Furthermore, the government projects deferred debt service payments resulting from this year’s default to reach US$ 12.4 billion by the end of this year (US$ 10.5 billion in public debt securities). The amount of total deferred debt payments is expected to rise to US$ 26.9 billion by the end of next year (US$ 20.3 billion in public debt securities). The full amount of the debt service obligations is expected to be included under the framework of debt renegotiations with international creditors. The 2003 budget proposal provides for 14 billion pesos in debt service payments to international lenders (US$ 3.9 billion).

The government hopes to achieve a primary surplus of 11.7 billion pesos next year (2.0% of GDP), which would represent an increase from this year’s anticipated 2.97 billion peso surplus (1.0% of GDP). As a result, the overall fiscal deficit is anticipated to narrow significantly from 1.4% of GDP this year to 0.6% of GDP in 2003. The government’s optimistic fiscal scenario is not shared by participants, who anticipate the fiscal deficit this year to reach a higher rate this year and to decline only moderately next year. The less optimistic Consensus outlook for economic growth, lingering uncertainty over the likely terms of any debt renegotiation and rising doubts over the global economic setting next year are non doubt factors behind the more pessimistic market sentiment.

Consumer price increases moderate
In September, consumer prices rose 1.2%, which was down from the 2.3% rate in August and confirmed the moderation trend in consumer prices observed since April. The September figure was the lowest monthly rate observed since the devaluation and was even slightly below the figure 1.5% figure announced by government officials before. Consumer prices continue to be contained by government decrees that have successfully put off public service tariff hikes, as officials struggle to weigh political and economic pressures against public services companies’ demands for a renegotiation of prices fixed in existing contracts. In September, the government decided to finalize discussions with companies in November. This means that public service tariff increases are likely to kick in early next year. Firms have been battered by the economic crisis and demands for tariff hikes range from 10-35%. Finance officials are hoping that public service firms will agree to a much more moderate 10-12% increase, applied gradually over a period of twelve months. Developments in the wholesale price index indicate that inflation is likely to accelerate in the coming months. In September, wholesale prices rose by 2.1%, which was down from the 4.7% increase in August. The September figure raised the annual wholesale price variation to 114.5% from 107.7% in August. Once the government decides to liberate public service prices, consumer prices may experience additional upward pressure. Participants anticipate consumer prices to increase further through the end of the year with the annual variation rising but below  the government estimate of 67.0%. Price increases are anticipated to moderate further next year, in spite of the likely hike in public service tariffs, with the annual inflation moderating by year-end, but still double the government’s estimate.
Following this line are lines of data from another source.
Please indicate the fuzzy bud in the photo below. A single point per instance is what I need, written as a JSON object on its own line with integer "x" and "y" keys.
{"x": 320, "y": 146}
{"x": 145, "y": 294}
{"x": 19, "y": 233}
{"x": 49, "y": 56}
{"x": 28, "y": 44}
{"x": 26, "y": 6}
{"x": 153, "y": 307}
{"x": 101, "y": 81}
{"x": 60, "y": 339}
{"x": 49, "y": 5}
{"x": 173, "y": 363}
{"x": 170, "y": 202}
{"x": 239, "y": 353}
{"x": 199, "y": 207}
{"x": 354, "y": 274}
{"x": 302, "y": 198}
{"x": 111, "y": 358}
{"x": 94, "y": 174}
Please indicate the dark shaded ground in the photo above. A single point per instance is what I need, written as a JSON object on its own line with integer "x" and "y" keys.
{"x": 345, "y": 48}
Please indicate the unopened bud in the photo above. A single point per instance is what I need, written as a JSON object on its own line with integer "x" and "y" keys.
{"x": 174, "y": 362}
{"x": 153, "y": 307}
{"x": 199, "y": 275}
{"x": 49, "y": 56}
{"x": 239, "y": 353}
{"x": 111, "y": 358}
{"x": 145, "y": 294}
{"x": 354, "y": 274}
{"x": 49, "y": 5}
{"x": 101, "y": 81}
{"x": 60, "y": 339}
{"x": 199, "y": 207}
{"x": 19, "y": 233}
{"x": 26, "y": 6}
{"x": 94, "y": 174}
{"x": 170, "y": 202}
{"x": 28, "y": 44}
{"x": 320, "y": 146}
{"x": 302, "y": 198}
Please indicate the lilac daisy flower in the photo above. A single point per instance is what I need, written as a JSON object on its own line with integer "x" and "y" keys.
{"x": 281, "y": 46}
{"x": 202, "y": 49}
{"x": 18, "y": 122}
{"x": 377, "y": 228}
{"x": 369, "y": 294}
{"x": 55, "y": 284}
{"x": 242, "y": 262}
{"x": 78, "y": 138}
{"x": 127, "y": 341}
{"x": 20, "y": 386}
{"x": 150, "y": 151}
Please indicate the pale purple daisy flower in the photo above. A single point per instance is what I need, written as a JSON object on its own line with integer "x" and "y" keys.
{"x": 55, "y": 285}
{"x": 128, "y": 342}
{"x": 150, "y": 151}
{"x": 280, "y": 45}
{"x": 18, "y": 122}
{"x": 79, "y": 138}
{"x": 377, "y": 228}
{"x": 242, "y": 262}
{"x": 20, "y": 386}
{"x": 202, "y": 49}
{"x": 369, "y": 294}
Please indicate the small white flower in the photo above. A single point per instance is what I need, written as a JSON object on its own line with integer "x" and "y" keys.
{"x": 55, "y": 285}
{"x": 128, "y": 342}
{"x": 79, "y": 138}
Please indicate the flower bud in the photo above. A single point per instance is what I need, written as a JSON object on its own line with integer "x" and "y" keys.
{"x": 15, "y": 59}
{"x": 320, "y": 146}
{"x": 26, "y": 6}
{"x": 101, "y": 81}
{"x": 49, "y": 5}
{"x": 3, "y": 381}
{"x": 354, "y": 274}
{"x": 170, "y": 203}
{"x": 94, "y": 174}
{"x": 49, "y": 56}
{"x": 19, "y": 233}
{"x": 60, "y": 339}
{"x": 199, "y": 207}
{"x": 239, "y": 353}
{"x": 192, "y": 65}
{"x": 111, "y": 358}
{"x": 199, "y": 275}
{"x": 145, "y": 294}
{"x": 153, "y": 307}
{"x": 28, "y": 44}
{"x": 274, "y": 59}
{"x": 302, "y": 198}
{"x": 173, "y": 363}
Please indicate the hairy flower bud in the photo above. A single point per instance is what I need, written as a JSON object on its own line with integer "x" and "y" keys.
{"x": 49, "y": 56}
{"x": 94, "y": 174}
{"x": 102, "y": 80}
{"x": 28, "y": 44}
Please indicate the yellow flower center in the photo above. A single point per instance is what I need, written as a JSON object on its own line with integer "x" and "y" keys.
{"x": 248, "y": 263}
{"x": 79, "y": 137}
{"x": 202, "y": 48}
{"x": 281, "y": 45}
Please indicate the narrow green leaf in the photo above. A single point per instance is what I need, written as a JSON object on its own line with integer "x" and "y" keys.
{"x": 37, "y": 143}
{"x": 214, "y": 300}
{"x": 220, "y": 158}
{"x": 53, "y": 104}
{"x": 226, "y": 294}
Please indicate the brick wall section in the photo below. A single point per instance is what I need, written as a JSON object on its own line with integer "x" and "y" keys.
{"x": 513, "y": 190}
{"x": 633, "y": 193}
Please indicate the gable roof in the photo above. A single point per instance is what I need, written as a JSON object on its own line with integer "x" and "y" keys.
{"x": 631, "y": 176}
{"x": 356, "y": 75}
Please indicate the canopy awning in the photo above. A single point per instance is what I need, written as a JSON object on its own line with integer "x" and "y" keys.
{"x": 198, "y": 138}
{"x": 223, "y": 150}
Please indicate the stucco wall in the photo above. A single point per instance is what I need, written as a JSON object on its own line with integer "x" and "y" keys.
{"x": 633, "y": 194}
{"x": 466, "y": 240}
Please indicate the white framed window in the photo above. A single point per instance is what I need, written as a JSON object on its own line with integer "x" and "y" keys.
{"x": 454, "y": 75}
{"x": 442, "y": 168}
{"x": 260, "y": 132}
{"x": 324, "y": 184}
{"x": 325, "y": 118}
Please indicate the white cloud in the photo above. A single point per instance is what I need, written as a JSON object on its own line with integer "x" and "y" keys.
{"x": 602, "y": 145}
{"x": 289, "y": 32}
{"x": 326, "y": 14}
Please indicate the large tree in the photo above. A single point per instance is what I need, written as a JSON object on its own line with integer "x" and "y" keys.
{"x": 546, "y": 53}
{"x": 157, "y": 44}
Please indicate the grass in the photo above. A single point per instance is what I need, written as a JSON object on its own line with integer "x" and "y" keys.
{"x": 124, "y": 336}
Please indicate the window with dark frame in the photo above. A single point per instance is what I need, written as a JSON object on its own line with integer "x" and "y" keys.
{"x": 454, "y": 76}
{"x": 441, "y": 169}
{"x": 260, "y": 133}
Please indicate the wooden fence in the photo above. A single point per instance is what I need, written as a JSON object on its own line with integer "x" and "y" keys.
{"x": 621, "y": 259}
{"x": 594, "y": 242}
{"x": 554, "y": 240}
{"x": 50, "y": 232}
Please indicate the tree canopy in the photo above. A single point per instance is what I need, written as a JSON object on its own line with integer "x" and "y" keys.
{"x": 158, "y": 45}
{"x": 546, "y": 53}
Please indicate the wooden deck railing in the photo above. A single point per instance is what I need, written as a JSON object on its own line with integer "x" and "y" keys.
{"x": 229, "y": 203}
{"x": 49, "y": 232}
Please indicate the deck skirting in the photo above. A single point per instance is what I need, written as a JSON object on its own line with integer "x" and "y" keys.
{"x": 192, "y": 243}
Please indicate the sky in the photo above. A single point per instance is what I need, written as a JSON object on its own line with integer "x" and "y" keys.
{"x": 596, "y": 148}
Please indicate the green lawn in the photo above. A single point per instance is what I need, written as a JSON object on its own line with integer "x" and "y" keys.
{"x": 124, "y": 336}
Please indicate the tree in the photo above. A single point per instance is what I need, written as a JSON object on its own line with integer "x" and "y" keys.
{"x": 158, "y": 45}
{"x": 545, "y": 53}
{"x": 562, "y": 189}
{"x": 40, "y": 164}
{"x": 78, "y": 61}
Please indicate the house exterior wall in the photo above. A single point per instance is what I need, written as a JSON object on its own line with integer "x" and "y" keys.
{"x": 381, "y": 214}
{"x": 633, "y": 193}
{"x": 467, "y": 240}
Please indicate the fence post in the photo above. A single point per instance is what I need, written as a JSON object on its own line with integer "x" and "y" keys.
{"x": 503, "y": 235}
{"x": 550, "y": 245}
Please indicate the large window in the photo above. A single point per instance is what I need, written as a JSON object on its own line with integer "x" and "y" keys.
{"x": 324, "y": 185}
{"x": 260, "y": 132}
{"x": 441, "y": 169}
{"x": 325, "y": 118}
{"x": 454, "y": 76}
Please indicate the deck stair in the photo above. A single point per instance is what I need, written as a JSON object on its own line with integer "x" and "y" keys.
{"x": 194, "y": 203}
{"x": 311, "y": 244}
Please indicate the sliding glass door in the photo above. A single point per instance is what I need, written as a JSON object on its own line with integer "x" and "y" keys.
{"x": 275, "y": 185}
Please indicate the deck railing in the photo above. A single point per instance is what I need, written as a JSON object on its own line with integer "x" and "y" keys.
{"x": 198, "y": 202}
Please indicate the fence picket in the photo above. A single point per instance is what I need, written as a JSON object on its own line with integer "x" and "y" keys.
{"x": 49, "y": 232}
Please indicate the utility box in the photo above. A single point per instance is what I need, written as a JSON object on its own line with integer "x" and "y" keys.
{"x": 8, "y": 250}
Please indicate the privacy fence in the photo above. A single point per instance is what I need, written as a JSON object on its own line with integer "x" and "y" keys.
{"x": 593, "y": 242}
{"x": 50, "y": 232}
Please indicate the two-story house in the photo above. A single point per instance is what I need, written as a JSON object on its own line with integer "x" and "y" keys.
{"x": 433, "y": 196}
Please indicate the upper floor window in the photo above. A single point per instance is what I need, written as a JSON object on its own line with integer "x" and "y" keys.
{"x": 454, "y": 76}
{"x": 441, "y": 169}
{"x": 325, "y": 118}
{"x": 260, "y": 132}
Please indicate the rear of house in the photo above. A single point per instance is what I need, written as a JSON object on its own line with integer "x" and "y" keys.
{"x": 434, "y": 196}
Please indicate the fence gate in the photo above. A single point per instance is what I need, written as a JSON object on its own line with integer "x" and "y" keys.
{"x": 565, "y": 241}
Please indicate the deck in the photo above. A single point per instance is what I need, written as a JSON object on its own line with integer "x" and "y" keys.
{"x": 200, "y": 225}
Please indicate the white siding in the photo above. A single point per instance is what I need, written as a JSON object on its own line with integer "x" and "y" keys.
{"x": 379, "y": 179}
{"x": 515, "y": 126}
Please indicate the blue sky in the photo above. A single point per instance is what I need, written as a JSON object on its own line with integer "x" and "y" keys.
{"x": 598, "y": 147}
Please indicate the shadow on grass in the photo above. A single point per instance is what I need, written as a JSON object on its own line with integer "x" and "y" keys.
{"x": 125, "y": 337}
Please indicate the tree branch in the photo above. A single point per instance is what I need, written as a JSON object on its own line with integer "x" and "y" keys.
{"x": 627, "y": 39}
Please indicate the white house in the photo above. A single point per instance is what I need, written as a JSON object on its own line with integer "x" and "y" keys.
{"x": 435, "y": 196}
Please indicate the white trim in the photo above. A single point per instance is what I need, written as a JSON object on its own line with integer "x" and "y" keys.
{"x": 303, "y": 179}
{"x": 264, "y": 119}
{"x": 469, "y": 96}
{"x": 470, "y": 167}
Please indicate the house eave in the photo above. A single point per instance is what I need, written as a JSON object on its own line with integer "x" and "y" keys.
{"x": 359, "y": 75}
Banks ease deposit restrictions and funds remain, attracted by high interest rates
On 1 October, banks began to return deposits, which had been frozen by the government in January to avert capital flight following the devaluation. The lifting of the restrictions set by the so-called corralito by government decree enables deposit holders with savings between 7,000 to 10,000 pesos (US$ 1,900 and US$ 2,700) to withdraw funds freely. The economy ministry calculated that the limited opening of the financial system would release some 1.7 billion pesos (US$ 450 million) from controls. Fears of a massive run on the financial system did not materialize. In fact, the recent stability of the currency in exchange rate markets, high interest rates of up to 5% monthly and inflation-indexed savings accounts, prompted the majority of deposit holders to keep their funds in fixed term deposits rather than withdraw.